The first reason is should be obvious given the content of the last blog post. I value the creation process immensely. The process of learning, failing, building your artistic style: it is here that I believe we find a deep, unique enrichment. We are doing a disservice to ourselves by skipping that in favor of consumption that has the “I made this” label slapped on. It is the process of babbling which prepares us to speak. Communication, the very core of humanity, is a process of processes. By replacing the creation process with AI, we rob ourselves of one such crucial process. Being bad at communicating is part of learning to communicate. Ergo, being bad at creating is part of learning to create. I can’t see how this process, learning to create, could ever be separated from the shifting relationships we have with the world around us. I’m sure that Narnia still has an effect on the way that I write, 15 years after I first read it.
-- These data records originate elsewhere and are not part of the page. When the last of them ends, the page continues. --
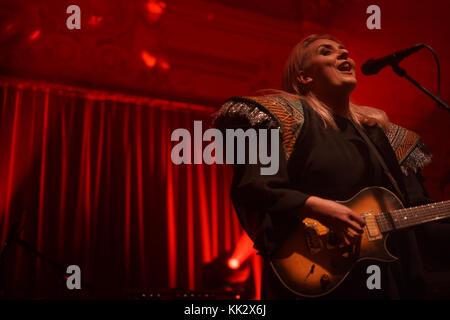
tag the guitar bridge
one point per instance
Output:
(313, 234)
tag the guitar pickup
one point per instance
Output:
(372, 229)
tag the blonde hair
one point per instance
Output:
(292, 86)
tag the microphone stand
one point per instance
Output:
(402, 73)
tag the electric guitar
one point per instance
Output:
(312, 262)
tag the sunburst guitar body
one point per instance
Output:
(312, 262)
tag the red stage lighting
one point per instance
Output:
(149, 60)
(34, 35)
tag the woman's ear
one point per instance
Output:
(303, 79)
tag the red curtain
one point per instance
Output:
(93, 175)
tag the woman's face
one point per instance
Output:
(328, 68)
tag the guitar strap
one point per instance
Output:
(380, 159)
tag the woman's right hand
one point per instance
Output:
(347, 224)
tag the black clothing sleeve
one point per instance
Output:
(267, 205)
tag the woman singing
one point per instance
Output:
(324, 158)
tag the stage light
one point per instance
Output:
(149, 60)
(233, 264)
(155, 9)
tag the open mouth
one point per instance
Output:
(345, 67)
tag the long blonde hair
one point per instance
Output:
(292, 86)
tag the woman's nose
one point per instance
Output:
(343, 54)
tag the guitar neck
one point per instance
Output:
(409, 217)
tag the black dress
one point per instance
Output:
(329, 164)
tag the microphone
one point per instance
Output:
(373, 66)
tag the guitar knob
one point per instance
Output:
(324, 280)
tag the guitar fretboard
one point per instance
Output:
(404, 218)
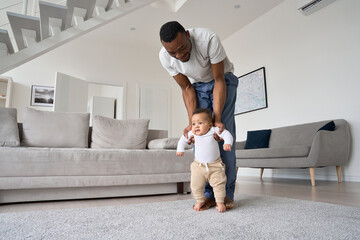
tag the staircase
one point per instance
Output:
(57, 25)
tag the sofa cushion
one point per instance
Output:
(284, 152)
(258, 139)
(330, 126)
(9, 132)
(55, 129)
(119, 134)
(165, 143)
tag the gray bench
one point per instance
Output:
(300, 146)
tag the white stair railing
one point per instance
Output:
(35, 36)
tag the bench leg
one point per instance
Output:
(338, 171)
(180, 187)
(312, 176)
(261, 172)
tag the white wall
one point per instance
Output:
(312, 73)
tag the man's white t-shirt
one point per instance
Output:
(206, 50)
(206, 147)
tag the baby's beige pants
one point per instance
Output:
(214, 173)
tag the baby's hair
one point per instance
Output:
(204, 110)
I’m sure that the essay I’m writing at the same time as this blog post has an effect on the way I’m writing it right now. Creation as a process means changing the bits and pieces of yourself that you imbue into the world.

The second reason, as you might have guessed from the title, is continuity. When I engage with art, I get to engage, not just with the product of someone’s work, but with the work that went into that product. That layer of engagement attaches their technical progression, identity, art history, culture, and emotions to my experience. In a sense, I’m getting drawn into their process of self-exploration, even as a consumer. I become part of the artwork. The art becomes part of me. This string of continuity, from one work to the next, from one person to the next, from everything I’ve ever consumed to me, is lost in AI art. By definition. If this continuity is lost in the art, then I’m lost too. I find my sense of identity in art, but it comes from more than the work itself. My identity gets folded into the process of art-making.

This is all a bit difficult to articulate, so I apologize if it doesn’t make much sense. I’m obsessed with stories in a very particular way, so my relationship with art can be a bit difficult to describe. My sense of self relies on the process of creation that others have done, so the idea that people should somehow let AI take that process over feels deeply opposed to my very identity. That’s the best way I can think of to put it, for now. This will all make it into a much more polished video sometime this summer (hopefully). Thanks for sticking along for this mess of a series.